10. In de vreemdelingencirculaire (Vc B9) wordt bepaald dat reeds bij een geringe aanwijzing
van mensenhandel betrokkenen moeten worden gewezen op hun rechten de vreemdelingencirculaire betreffende.

11. Echter de verlening van een verblijfsvergunning is niet afhankelijk van de beslissing van
het OM om wel of niet tot vervolging over te gaan. Dit kan alleen een grond zijn voor de
intrekking van de vergunning, niet voor de niet verlening.

12. Er is dus nogmaals verzocht om een verblijfsvergunning voor bepaalde tijd op grond van
Vc B-9. Met het verzoek deze aanvraag in behandeling te nemen en daar op de kortst mogelijke termijn een beslissing op te nemen.

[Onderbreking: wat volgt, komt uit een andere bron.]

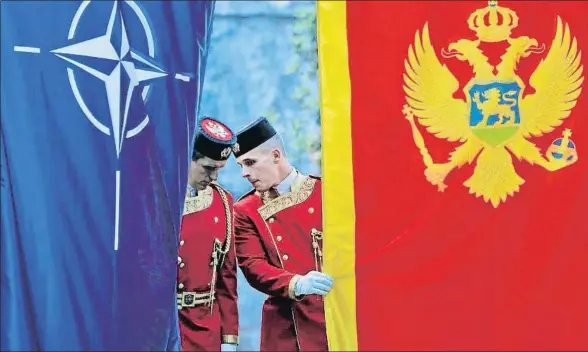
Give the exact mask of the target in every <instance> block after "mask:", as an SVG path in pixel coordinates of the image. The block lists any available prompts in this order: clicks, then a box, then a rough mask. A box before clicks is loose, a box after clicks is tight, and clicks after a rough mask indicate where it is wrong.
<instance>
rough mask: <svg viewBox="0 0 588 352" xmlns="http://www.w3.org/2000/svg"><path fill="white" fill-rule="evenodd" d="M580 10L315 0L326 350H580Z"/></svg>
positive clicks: (446, 3) (468, 3)
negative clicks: (328, 293) (322, 140)
mask: <svg viewBox="0 0 588 352" xmlns="http://www.w3.org/2000/svg"><path fill="white" fill-rule="evenodd" d="M586 14H588V2H585V1H524V2H523V1H500V2H499V3H498V2H496V1H489V2H486V1H349V2H343V1H320V2H318V46H319V69H320V92H321V116H322V133H323V158H324V165H323V176H324V228H325V238H324V253H325V262H324V264H325V271H326V272H327V273H329V274H331V275H333V277H334V278H335V286H334V288H333V291H332V292H331V293H330V294H329V295H328V296H327V298H326V315H327V331H328V335H329V344H330V349H331V350H335V351H341V350H348V351H349V350H358V349H359V350H391V349H394V350H408V349H411V350H414V349H418V350H458V349H459V350H481V349H485V350H499V349H501V350H505V349H508V350H516V349H525V350H539V349H541V350H556V349H560V350H561V349H567V350H571V349H576V350H578V349H579V350H588V220H587V219H588V215H587V214H588V95H587V94H588V91H586V92H583V91H582V88H583V87H584V85H585V82H584V77H585V71H583V68H585V67H586V63H587V61H586V56H582V52H583V53H586V54H588V21H586V17H587V15H586ZM583 152H584V153H583Z"/></svg>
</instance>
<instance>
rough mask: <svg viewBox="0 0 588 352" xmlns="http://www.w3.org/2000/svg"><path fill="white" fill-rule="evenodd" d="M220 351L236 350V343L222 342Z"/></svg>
mask: <svg viewBox="0 0 588 352" xmlns="http://www.w3.org/2000/svg"><path fill="white" fill-rule="evenodd" d="M221 351H223V352H224V351H227V352H237V345H233V344H230V343H223V344H222V345H221Z"/></svg>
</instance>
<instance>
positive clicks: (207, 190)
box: [183, 186, 213, 215]
mask: <svg viewBox="0 0 588 352" xmlns="http://www.w3.org/2000/svg"><path fill="white" fill-rule="evenodd" d="M212 198H213V197H212V187H210V186H208V187H206V189H204V190H203V191H200V192H198V195H197V196H196V197H192V196H190V193H189V192H187V193H186V199H185V200H184V213H183V215H188V214H192V213H196V212H198V211H202V210H204V209H207V208H208V207H210V205H211V204H212Z"/></svg>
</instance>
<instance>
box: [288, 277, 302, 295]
mask: <svg viewBox="0 0 588 352" xmlns="http://www.w3.org/2000/svg"><path fill="white" fill-rule="evenodd" d="M301 278H302V276H300V275H298V274H296V275H294V277H292V279H291V280H290V283H289V284H288V297H290V298H291V299H294V300H297V301H299V300H301V299H302V297H304V296H296V293H295V292H296V283H297V282H298V280H300V279H301Z"/></svg>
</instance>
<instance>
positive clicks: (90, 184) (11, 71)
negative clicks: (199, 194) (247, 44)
mask: <svg viewBox="0 0 588 352" xmlns="http://www.w3.org/2000/svg"><path fill="white" fill-rule="evenodd" d="M1 6H2V8H1V10H2V17H1V20H2V22H1V25H2V42H1V45H2V62H1V65H2V75H1V80H2V92H1V96H2V129H1V136H0V142H1V150H0V152H1V157H2V159H1V181H2V185H1V187H2V188H1V197H2V199H1V200H2V210H1V213H2V242H1V253H2V263H1V264H2V267H1V271H2V301H1V303H2V310H1V312H2V313H1V315H2V321H1V325H2V329H1V334H2V335H1V337H2V345H1V349H2V350H3V351H5V350H20V351H25V350H29V351H30V350H53V351H55V350H60V351H73V350H86V351H88V350H92V351H99V350H119V351H120V350H135V351H137V350H157V351H163V350H174V349H179V336H178V327H177V308H176V303H175V300H176V299H175V281H176V273H177V242H178V233H179V225H180V219H181V211H182V207H183V199H184V195H185V189H186V184H187V173H188V171H187V170H188V163H189V159H190V152H191V146H192V141H193V138H194V131H195V128H194V127H195V121H196V114H197V111H198V102H199V100H200V96H201V88H202V82H203V75H204V69H205V66H206V65H205V64H206V55H207V50H208V43H209V36H210V32H211V30H212V28H211V25H212V13H213V9H214V3H213V2H206V1H104V0H100V1H83V2H82V1H34V2H33V1H8V2H7V1H2V2H1Z"/></svg>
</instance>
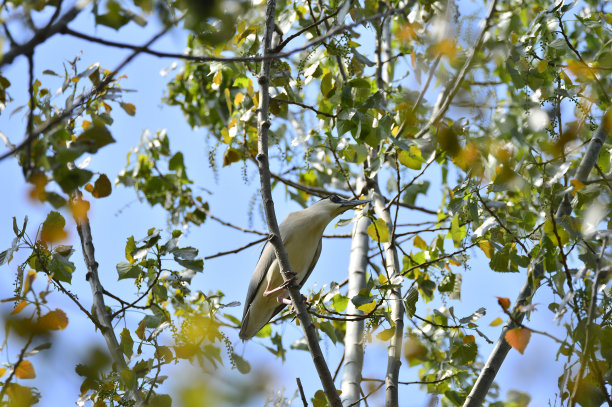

13. In de Ve is daarvoor zoals gezegd een termijn gegeven van 24 uur.

14. Betrokkene heeft belang, bij een zo spoedig mogelijke beslissing

15. Door u is binnen de daarvoor aan u beschikbare tijd (volgens de Vc 24 uur) geen beslissing genomen. Tegen deze weigering een beslissing te nemen wordt door middel van dit schrijven bezwaar ingediend.

16. Gezien het feit dat er geen beslissing is genomen binnen de daarvoor gestelde termijn van
24 uur en ook in de weken daarna geen beslissing is genomen op het verzoek om een aanvraag verblijfsvergunning is betrokkene genoodzaakt zich tot de rechter te wenden en om een spoedvoorziening te verzoeken. Haar opvang vervalt en haar inkomen vervallen op grond van het uitblijven van uw beslissing in deze.

Op grond van bovengenoemde gronden dient aan mevrouw B. een verblijfsvergunning
regulier voor bepaalde tijd te worden toegekend

MET HET VERZOEK:

Het bezwaar gegrond te verklaren en betrokkene alsnog in het bezit te stellen van een verblijfsvergunning op grond van Vc B9.